My point is that you aren't Mormon because you've studied all God's words, or because you read Hebrew or have read the text of the New Testament in Greek.  You are Mormon (or substitute Christian here for my dear and beloved non-Mormon friends) because you feel it with your HEART.  You know in your bones, or even in the marrow, that God loves you.  You uncover that faith from reading God's word, through service to others.  Serve your own children, family or friends or strangers on the street.  It doesn't matter--Jesus served everyone and His Father loves us all.  When we serve others, when we live like He did, we grow to become like Him.  Our hearts will open.  I am Mormon because my heart is open to God's love, to God's message.

This is my message to the world.  I am Mormon and I am not ashamed.  I believe I was created by a loving Heavenly Father and that my brother, Jesus Christ, came to the earth and saved me, physically by breaking the bands of death through His own resurrection, and spiritually by atoning for the sins of the world.  I am grateful that after all they have done, my Heavenly Father and my brother Jesus Christ, are still interested in hearing from me, through prayer.  They are still interested in my well being and they have sent me a comforter in the form of a Holy Ghost who reassures me in my heart.

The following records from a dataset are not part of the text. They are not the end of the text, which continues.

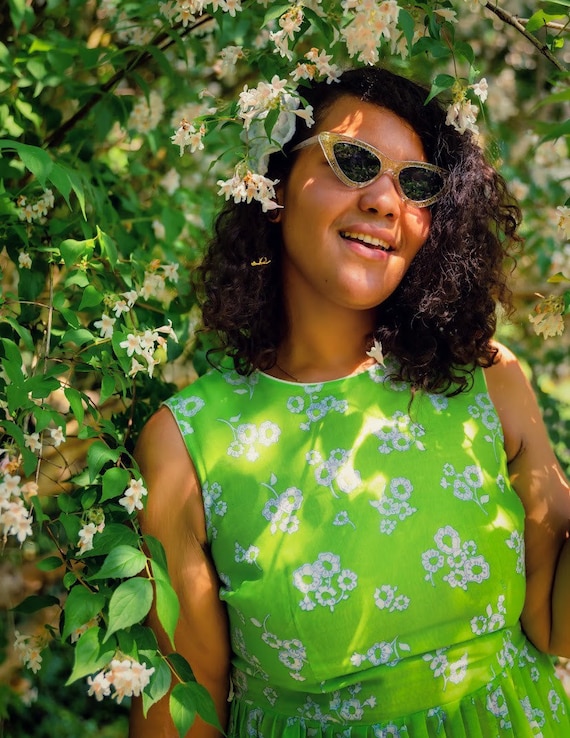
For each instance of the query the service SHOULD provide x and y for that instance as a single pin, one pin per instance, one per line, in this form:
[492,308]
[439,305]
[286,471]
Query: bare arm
[545,494]
[174,514]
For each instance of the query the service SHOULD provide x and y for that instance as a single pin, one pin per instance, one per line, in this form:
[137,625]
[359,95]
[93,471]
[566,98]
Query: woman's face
[345,247]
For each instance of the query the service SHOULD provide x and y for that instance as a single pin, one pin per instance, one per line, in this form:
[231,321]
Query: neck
[324,347]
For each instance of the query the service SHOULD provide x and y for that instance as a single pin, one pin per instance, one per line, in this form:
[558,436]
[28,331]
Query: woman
[343,511]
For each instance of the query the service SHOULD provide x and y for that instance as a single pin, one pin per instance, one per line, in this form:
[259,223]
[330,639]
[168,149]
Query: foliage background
[90,95]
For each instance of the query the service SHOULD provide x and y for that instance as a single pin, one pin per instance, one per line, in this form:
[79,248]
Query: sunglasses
[357,164]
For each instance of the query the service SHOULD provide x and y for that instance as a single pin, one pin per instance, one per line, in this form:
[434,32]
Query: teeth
[370,240]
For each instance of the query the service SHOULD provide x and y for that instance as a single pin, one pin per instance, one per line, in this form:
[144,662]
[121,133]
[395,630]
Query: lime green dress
[371,556]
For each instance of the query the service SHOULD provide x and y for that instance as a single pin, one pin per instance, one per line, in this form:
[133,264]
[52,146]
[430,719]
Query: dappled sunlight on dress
[371,555]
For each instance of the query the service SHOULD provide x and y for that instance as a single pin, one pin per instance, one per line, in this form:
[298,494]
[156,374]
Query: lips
[367,240]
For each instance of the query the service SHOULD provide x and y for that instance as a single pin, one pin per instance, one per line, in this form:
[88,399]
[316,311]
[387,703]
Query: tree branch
[513,21]
[57,136]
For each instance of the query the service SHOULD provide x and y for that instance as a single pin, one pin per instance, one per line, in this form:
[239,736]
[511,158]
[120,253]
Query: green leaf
[115,481]
[113,534]
[156,550]
[167,604]
[441,82]
[34,603]
[182,708]
[50,563]
[185,701]
[121,562]
[72,250]
[90,654]
[539,19]
[130,603]
[181,667]
[159,682]
[80,607]
[91,297]
[98,455]
[35,159]
[75,399]
[108,246]
[557,278]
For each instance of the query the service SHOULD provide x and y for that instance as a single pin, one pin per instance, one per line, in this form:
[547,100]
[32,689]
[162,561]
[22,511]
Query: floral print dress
[371,556]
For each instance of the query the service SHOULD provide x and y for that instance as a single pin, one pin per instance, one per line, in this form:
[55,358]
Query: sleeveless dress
[371,554]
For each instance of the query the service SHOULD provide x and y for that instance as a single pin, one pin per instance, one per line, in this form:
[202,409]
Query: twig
[513,21]
[55,138]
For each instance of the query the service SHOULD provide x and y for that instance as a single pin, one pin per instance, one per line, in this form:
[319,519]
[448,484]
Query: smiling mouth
[368,241]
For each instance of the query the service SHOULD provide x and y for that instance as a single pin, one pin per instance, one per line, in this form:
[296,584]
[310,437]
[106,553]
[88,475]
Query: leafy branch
[520,26]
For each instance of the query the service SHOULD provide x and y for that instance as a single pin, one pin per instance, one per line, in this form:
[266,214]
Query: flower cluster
[29,650]
[144,344]
[146,113]
[187,135]
[547,319]
[95,524]
[372,21]
[132,497]
[187,12]
[127,678]
[564,220]
[35,210]
[15,517]
[248,187]
[462,113]
[318,65]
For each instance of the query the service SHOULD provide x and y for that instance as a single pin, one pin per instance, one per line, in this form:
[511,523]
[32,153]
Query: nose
[381,196]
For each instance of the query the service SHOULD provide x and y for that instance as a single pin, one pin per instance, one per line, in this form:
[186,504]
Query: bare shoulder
[514,399]
[175,496]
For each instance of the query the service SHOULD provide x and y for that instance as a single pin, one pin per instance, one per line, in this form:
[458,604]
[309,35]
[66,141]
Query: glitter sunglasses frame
[328,140]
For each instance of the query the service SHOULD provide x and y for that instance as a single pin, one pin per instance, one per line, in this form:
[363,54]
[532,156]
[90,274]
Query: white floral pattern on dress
[344,707]
[484,410]
[497,705]
[386,598]
[291,651]
[516,542]
[491,621]
[248,437]
[324,582]
[337,469]
[465,483]
[214,506]
[451,671]
[185,407]
[313,406]
[399,433]
[382,652]
[394,506]
[464,564]
[281,510]
[245,385]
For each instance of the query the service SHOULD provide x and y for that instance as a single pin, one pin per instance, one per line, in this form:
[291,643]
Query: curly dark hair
[440,320]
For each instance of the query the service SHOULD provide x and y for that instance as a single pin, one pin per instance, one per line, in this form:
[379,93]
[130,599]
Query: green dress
[371,556]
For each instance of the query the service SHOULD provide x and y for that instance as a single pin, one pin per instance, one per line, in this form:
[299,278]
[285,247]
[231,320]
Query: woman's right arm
[174,514]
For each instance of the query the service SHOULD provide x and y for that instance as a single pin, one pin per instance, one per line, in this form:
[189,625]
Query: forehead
[375,125]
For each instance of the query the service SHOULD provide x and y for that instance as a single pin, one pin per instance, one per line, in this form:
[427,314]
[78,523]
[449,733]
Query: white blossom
[462,115]
[481,89]
[57,436]
[564,220]
[24,260]
[28,649]
[250,187]
[105,326]
[132,497]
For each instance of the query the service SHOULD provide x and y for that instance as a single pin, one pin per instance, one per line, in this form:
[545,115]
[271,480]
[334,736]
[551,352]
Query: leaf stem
[515,22]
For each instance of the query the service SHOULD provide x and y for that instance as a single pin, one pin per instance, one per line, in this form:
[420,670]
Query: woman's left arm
[545,493]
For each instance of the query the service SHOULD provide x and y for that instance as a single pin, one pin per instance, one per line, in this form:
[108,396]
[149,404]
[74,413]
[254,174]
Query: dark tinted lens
[356,163]
[420,184]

I am proud of my beliefs and I am happy to discuss them with anyone who wants to know more, or who has questions to ask.  I will post about something new every week.  (Or try to... I will be in Italy for 10 days starting tomorrow, so I will try to set something up to post on Sunday, but who knows if it will work??) My goal is to talk about, and to testify of, my feelings, my beliefs, and the joy they bring me without upsetting anyone and without hurting feelings, which I understand is hard.  People take offense even when it's not intended.

I plan to use my mind to its fullest on this blog, as I do in life, but that will never take the place of having an open heart.  God wants us to have and value both.